Abstract
This article revisits Greece’s 2012 debt restructuring, focusing on the legal changes and litigation that arose in relation to it in order to shed light on what kind of restructuring we may see next, in both Greece and the larger euro area.
In particular, creditor protection under the European Convention of Human Rights (ECHR) in sovereign debt restructuring by a debtor state retroactively changing the debt instrument’s background law is discussed in light of Mamatas and Others v Greece. This case provides a legal starting point for considering ‘whether’ and ‘when’ it is acceptable under the ECHR to interfere with private property in involuntary debt restructuring enabled by amendments of the law of the debtor state.

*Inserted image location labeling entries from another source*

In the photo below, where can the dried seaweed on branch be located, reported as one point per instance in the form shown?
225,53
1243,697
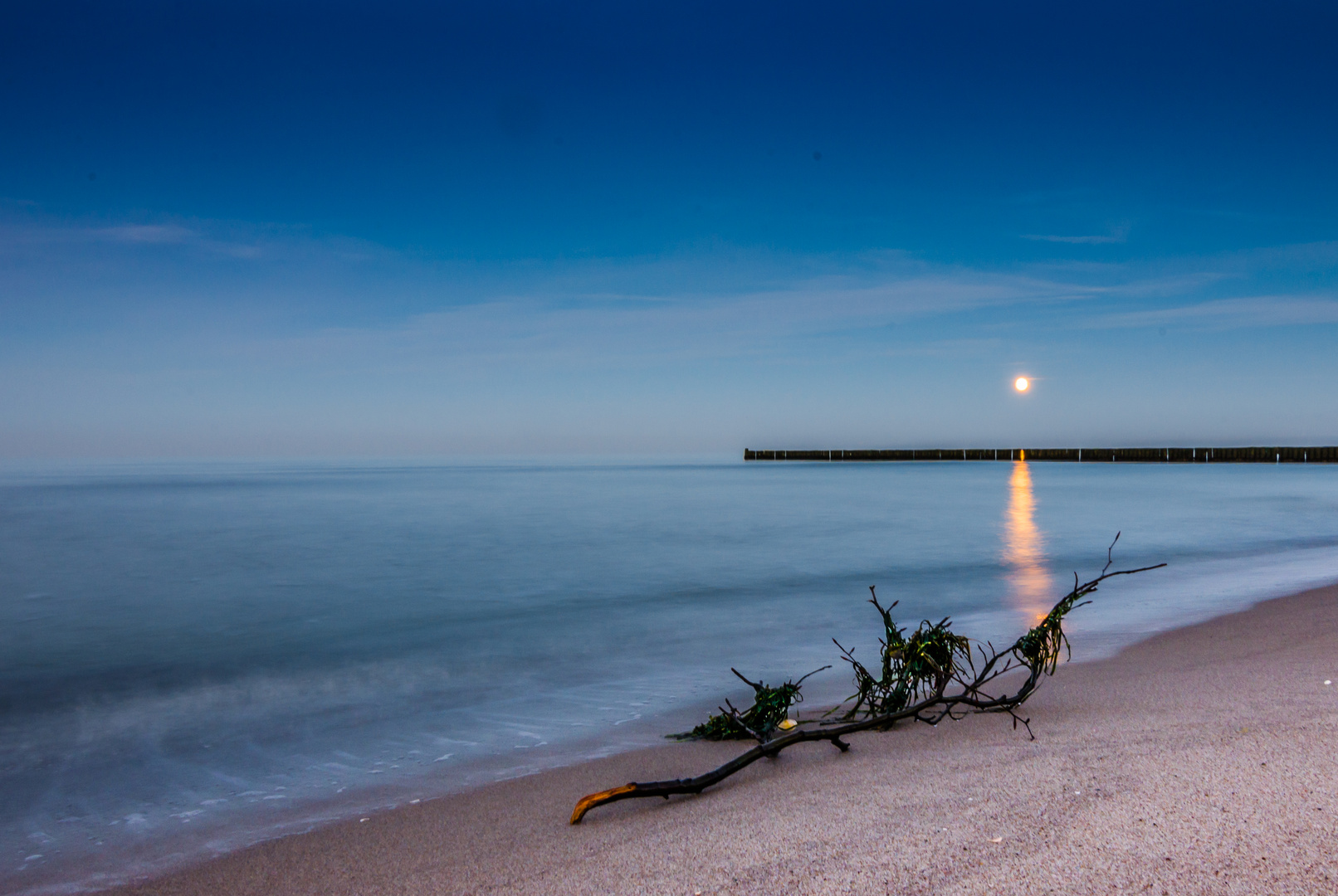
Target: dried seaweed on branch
930,675
913,668
762,720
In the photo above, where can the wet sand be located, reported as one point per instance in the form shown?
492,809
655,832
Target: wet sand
1199,762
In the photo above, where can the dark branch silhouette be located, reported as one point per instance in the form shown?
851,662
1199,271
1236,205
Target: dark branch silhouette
930,675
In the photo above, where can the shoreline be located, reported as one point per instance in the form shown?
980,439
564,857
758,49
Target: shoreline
1195,760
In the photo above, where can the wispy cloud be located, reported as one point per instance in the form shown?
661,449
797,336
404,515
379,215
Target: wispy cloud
1231,314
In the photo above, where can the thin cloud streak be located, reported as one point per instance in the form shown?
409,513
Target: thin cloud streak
1230,314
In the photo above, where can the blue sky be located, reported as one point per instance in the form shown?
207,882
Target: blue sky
520,227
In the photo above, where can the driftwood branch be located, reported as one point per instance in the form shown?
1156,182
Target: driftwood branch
930,675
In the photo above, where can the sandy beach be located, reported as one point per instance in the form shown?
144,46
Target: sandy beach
1198,762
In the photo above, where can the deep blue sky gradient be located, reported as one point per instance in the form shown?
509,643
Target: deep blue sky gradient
325,229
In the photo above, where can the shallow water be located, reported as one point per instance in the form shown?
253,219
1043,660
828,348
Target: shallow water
196,657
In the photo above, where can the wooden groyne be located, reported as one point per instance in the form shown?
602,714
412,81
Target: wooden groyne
1253,455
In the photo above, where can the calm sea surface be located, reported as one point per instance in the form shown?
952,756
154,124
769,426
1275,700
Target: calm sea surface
193,658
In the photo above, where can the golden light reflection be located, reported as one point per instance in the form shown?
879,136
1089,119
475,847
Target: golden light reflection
1023,548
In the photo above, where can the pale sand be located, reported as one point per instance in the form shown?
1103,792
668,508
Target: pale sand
1200,762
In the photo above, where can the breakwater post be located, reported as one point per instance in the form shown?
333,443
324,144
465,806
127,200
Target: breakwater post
1235,455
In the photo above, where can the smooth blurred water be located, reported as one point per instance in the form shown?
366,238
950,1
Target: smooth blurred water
193,658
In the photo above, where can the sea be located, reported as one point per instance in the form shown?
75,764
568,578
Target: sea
198,657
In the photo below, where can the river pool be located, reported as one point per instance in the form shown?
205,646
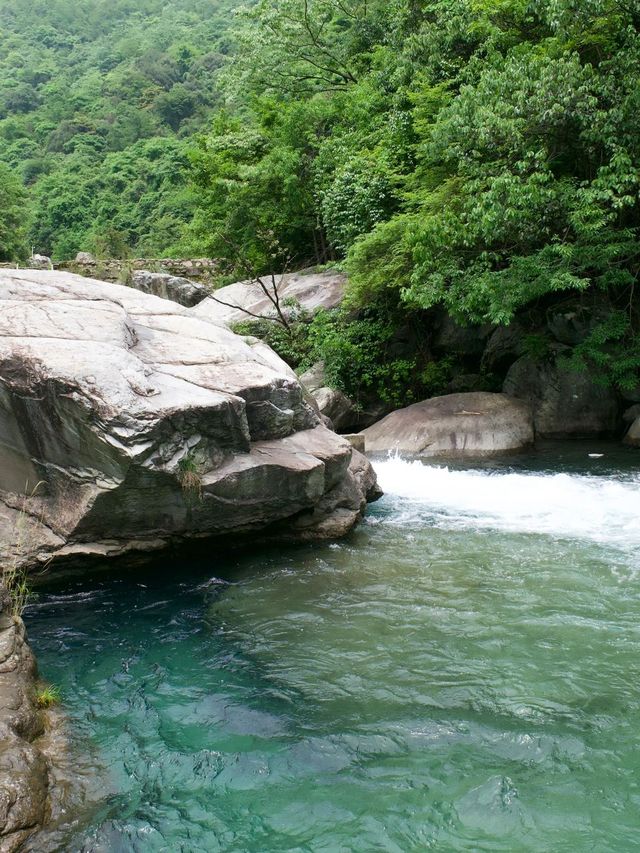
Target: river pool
461,674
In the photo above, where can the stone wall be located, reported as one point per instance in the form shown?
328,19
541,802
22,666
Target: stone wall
201,269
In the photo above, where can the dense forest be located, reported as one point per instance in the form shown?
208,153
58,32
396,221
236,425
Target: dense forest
478,155
98,100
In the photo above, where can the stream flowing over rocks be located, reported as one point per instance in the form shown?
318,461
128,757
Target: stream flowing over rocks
128,423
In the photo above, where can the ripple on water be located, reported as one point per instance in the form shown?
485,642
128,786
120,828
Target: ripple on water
461,674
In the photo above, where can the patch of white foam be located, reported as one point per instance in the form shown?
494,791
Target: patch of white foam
601,509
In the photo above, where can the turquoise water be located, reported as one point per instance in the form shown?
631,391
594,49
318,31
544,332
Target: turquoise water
461,674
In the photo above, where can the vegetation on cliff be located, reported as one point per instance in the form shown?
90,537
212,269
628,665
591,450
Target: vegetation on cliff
473,156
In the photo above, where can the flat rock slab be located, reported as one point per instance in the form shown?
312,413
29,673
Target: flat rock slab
456,425
128,421
239,301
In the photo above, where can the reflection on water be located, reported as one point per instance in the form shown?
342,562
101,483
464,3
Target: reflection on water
462,673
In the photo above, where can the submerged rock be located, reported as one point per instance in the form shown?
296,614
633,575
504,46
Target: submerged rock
566,403
23,767
128,422
456,425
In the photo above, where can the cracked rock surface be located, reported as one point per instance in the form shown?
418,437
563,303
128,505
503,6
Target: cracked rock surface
128,422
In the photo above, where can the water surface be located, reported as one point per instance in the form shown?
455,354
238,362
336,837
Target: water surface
462,673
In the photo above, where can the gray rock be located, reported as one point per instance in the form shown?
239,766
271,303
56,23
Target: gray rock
173,287
504,346
306,291
356,440
314,378
456,425
337,407
565,403
131,423
633,435
23,767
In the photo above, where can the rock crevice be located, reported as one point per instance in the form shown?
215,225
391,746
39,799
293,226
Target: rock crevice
143,421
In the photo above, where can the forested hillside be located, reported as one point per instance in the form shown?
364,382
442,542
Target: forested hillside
97,98
477,156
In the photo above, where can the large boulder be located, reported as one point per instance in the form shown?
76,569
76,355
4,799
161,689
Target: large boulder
456,425
128,422
566,403
342,411
293,291
173,287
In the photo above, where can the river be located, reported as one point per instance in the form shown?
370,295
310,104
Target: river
461,674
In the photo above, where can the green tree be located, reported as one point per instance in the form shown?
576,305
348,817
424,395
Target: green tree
13,217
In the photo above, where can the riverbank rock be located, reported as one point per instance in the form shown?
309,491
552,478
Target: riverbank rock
296,291
633,435
456,425
565,403
173,287
23,767
128,423
343,413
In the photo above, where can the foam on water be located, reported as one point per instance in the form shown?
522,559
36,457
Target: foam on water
602,509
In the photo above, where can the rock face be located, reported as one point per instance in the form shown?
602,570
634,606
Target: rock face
308,291
333,404
633,435
129,423
23,767
173,287
457,425
565,403
40,262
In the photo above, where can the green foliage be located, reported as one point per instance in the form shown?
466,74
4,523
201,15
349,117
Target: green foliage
14,216
611,352
189,476
479,156
47,695
292,344
97,103
359,357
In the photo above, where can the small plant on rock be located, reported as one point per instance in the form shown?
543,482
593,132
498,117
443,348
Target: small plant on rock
47,695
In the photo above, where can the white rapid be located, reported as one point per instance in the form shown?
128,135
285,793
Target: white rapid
602,509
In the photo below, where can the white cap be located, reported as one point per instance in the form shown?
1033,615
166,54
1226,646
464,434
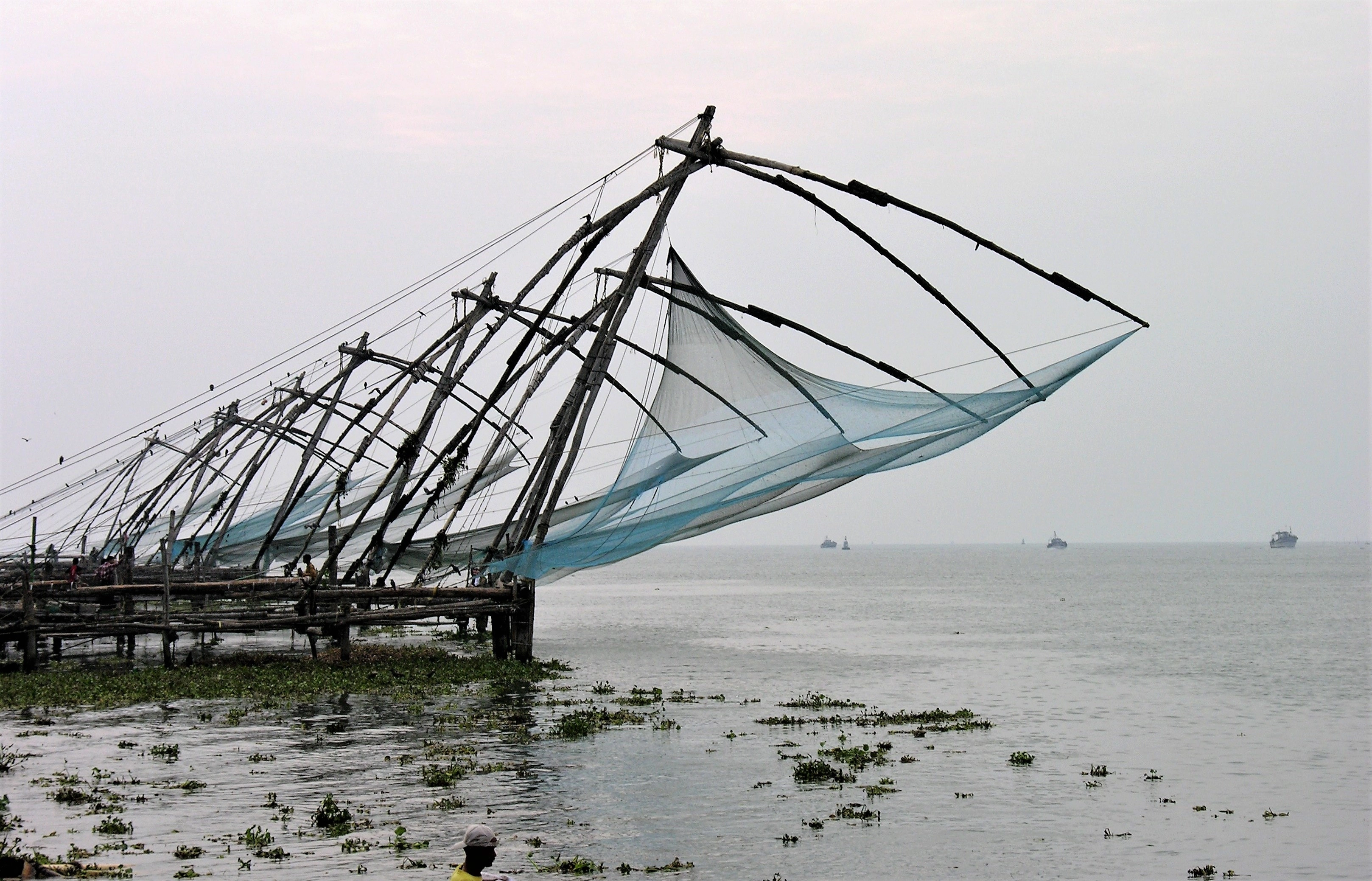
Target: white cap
479,836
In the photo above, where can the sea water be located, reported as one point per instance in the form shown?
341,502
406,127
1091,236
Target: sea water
1235,677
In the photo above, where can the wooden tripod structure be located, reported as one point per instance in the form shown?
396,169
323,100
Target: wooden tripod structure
261,483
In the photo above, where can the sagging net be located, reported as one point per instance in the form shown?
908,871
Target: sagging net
737,433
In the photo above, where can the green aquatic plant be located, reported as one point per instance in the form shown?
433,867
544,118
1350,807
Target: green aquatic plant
10,757
677,865
858,811
585,722
331,816
113,827
883,788
374,670
400,843
442,774
641,698
254,838
168,752
858,758
573,867
820,772
814,700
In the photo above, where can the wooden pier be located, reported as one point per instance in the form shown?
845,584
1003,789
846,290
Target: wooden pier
36,609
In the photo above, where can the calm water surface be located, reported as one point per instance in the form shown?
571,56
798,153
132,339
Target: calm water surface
1238,673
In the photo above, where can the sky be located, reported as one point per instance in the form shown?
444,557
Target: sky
190,188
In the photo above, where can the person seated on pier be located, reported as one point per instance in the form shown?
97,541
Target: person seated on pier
479,846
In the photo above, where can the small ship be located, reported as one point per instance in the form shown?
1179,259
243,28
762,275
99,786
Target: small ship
1283,539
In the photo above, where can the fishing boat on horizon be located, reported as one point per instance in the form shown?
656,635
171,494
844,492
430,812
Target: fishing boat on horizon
431,441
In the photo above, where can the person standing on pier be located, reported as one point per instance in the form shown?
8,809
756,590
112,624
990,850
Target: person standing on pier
479,845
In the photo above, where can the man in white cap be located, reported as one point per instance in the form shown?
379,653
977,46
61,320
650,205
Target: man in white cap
479,843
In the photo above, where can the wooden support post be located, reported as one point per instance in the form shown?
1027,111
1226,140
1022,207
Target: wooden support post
168,637
334,556
522,622
345,633
501,636
31,622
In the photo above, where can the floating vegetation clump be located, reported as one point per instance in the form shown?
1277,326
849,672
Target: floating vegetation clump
820,772
858,758
168,752
9,758
814,700
677,865
374,669
444,774
858,811
573,867
333,816
113,827
586,722
930,721
883,788
641,698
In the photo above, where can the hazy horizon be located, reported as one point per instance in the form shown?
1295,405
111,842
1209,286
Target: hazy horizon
187,190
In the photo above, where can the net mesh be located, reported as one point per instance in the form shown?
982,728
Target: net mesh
790,437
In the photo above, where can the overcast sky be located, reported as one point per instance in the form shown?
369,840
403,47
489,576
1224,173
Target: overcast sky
188,188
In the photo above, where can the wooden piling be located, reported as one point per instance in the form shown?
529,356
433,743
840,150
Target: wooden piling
501,637
31,622
522,621
345,633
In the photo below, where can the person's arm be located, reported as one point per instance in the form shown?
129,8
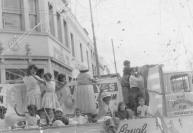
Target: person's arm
15,108
39,80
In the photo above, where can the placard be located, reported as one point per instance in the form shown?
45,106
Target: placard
179,104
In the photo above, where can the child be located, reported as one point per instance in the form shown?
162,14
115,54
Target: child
32,118
43,118
122,113
142,109
105,111
79,118
49,98
59,116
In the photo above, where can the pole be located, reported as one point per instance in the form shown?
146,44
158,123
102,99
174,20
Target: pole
94,39
114,56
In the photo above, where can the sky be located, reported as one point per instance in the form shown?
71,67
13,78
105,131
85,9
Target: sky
143,31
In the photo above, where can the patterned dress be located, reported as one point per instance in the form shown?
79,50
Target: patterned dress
33,91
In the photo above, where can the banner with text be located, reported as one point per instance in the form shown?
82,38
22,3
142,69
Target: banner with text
179,104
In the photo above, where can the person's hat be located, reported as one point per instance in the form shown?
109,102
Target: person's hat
58,123
59,109
105,95
83,68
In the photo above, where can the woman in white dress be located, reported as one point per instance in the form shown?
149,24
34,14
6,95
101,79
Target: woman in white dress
33,88
85,98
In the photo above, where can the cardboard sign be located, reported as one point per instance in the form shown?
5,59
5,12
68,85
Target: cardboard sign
179,104
138,126
88,128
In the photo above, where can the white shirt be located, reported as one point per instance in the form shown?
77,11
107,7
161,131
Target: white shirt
142,111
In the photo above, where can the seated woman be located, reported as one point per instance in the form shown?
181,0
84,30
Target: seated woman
123,113
105,112
31,116
79,118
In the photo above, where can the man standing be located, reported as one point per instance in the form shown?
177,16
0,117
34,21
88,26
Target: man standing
125,80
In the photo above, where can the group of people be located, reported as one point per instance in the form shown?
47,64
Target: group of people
135,94
44,104
44,100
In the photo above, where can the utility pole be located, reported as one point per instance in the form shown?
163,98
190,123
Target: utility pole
115,63
94,40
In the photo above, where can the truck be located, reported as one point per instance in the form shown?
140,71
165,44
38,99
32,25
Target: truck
170,102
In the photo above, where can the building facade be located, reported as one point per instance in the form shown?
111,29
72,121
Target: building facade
45,33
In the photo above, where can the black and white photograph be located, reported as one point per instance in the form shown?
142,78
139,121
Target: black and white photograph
96,66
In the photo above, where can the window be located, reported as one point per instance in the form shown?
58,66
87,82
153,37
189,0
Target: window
33,8
72,44
15,74
51,20
65,34
59,27
88,62
81,53
12,15
180,83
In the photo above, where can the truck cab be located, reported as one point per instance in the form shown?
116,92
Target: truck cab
170,93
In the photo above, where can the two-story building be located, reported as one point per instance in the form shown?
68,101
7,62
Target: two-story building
45,33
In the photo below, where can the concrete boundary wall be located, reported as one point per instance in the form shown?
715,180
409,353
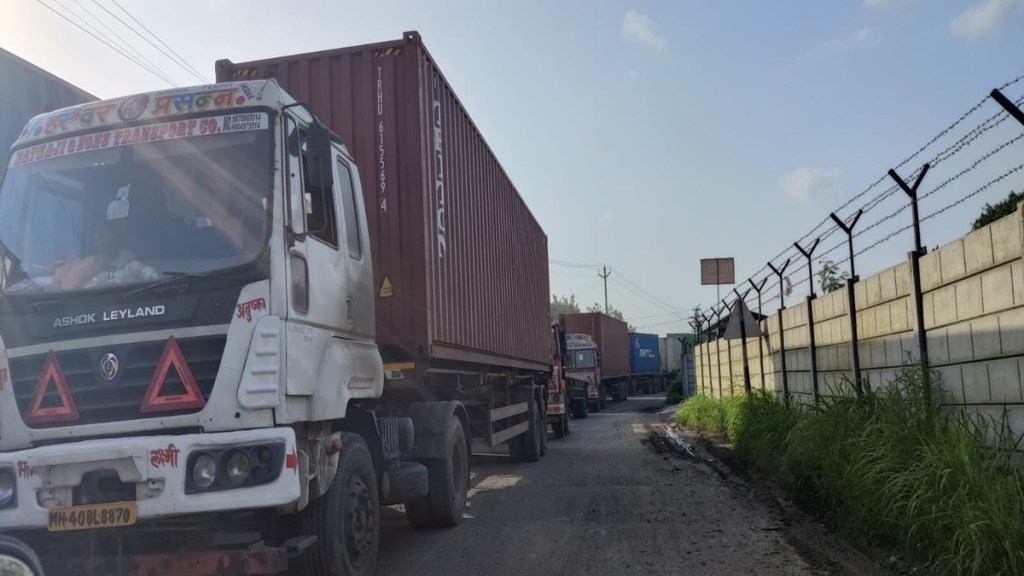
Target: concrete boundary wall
973,306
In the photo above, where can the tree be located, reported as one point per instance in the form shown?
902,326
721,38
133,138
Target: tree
564,304
992,212
829,277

The case also invites a more general discussion of the crisis resolution tools used in the Greek restructuring, which were the majority modification procedures, often referred to as collective action clauses (CACs) when found in debt instruments. This article argues that the implementation of CACs in sovereign bonds may decrease the need for involuntary crisis resolution measures.
An examination of the design and prevalence of CACs shows, however, that these contractual clauses have limitations and cannot guarantee successful restructurings in all situations. The article concludes that, if sovereign debt restructurings are to serve as a viable crisis resolution measure—even if only as a last resort—reform of the current legal framework is needed.